ECE2019 Poster Presentations Pituitary and Neuroendocrinology 3 (73 abstracts)
1Division of Endocrinology, Hospital das Clinicas, Pernambuco Federal University, Recife, Brazil; 2Olinda Medical School (FMO), Olinda, Brazil.
Abstract: Cushings syndrome (CS) during pregnancy is a rare condition with fewer an 200 cases reported in the literature, However, because CS results in increased fetal and maternal complications, its early diagnosis and treatment are critical. During pregnancy, 40-50% of cases are caused by adrenal adenomas, while Cushings disease (CD) accounts for only one third of the cases. We describe here 3 patients with CD who needed to be treated during pregnancy.
CASE 1: A 25-year old woman had the diagnosis of CD confirmed in April 2010. Four months later, she was submitted to a transsphenoidal surgery (TSS) which failed. The patient was given ketoconazole and reached UFC normalization at a dose of 800 mg/day. Two years later, she became pregnant and ketoconazole was wihdrawn. However, due to progressive increase in UFC, blood pressure and blood glucose levels, ketoconazole was re-started at 20 weeks of gestation, which resulted in hormonal and clinical control. The patient gave birth to a healthy male newborn at 38 weeks of gestation, APGAR 9/9.

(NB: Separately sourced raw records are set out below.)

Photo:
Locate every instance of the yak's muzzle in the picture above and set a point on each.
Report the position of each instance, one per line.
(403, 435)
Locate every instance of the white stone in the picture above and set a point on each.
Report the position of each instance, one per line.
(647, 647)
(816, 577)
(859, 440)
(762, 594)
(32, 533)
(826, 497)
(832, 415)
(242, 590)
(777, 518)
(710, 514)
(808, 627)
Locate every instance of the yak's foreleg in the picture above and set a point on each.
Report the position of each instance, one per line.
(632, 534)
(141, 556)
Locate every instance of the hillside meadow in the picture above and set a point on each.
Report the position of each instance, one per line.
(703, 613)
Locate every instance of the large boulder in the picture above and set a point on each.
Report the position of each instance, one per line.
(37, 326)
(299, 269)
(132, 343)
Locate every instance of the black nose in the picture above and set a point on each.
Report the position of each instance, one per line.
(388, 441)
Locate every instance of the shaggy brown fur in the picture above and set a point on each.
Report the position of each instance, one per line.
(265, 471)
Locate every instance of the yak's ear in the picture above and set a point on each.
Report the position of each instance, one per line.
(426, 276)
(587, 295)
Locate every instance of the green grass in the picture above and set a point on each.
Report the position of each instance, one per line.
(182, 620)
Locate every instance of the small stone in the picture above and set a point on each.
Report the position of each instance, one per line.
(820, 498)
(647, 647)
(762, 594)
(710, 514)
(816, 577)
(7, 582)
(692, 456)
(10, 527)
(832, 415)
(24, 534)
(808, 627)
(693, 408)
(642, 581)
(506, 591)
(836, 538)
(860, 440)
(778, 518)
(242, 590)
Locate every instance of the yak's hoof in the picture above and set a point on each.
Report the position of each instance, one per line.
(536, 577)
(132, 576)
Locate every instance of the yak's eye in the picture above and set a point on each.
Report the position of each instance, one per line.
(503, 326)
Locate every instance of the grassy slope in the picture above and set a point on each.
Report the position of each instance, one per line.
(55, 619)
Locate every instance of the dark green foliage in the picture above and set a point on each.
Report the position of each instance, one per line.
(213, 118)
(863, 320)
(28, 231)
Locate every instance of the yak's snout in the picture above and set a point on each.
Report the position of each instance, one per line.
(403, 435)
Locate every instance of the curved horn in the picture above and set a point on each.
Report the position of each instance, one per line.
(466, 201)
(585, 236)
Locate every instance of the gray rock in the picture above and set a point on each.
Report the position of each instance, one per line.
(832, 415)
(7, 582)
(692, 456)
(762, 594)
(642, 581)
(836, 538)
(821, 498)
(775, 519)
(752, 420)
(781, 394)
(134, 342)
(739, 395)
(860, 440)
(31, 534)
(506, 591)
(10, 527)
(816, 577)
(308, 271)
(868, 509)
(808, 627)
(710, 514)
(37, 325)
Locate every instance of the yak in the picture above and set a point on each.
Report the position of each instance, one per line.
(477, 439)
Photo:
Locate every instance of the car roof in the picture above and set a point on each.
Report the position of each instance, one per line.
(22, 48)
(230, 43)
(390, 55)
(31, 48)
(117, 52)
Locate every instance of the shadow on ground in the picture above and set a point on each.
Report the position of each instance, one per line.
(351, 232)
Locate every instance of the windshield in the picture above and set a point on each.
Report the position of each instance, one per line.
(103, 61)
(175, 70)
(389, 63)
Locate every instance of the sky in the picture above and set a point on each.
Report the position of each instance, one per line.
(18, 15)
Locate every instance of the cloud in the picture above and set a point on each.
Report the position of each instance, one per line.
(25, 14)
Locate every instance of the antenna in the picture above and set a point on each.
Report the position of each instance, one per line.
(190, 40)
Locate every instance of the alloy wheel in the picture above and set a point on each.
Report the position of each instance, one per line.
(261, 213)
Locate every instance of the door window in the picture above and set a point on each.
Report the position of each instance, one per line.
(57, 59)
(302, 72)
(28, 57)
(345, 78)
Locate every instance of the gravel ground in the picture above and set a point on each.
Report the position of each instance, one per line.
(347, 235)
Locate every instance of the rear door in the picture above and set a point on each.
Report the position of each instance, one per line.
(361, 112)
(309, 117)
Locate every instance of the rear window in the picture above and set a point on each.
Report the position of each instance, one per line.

CASE 2: A 30-year old woman had the diagnosis of CD confirmed in October 2012. Two months later, she was submitted to an unsuccessful TSS. The patient was treated with ketoconazole, reaching UFC normalization at a dose of 800 mg daily. Forteen months later, she became pregnant and ketoconazole was withdrawn. However, due to worsening of clinical status with increase of blood pressure and blood glucose, ketoconazole was re-started at 20 weeks of gestation (600 mg/day), which enabled transient hormonal, biochemical and clinical control. However, due to progressive increase of UFC, cabergoline was added at the 30th week, leading to hormonal normalization at the dose of 2 mg/week. The patient gave birth to a female newborn at 37 weeks of gestation, weighing 2850 g, 48 cm in length, Apgar 9/9, no congenital abnormalities, and normal female genitalia.
CASE 3: CD was confirmed at 30th week of gestation in a 27-year old woman who presented with excessive weight gain, easy bruising and hypertension. The CD diagnosis was based on the elevation of both UFC and midnight salivary cortisol (MNSV), plasma ACTH of 44.5 pg/ml and a 1.2 cm pituitary adenoma depicted on MRI scan. The patient was given CAB, reaching UFC normalization and improvement of clinical status at the dose of 3 mg/week. The patient was submitted to a successful TSS 3 months after the delivery of a healthy male newborn.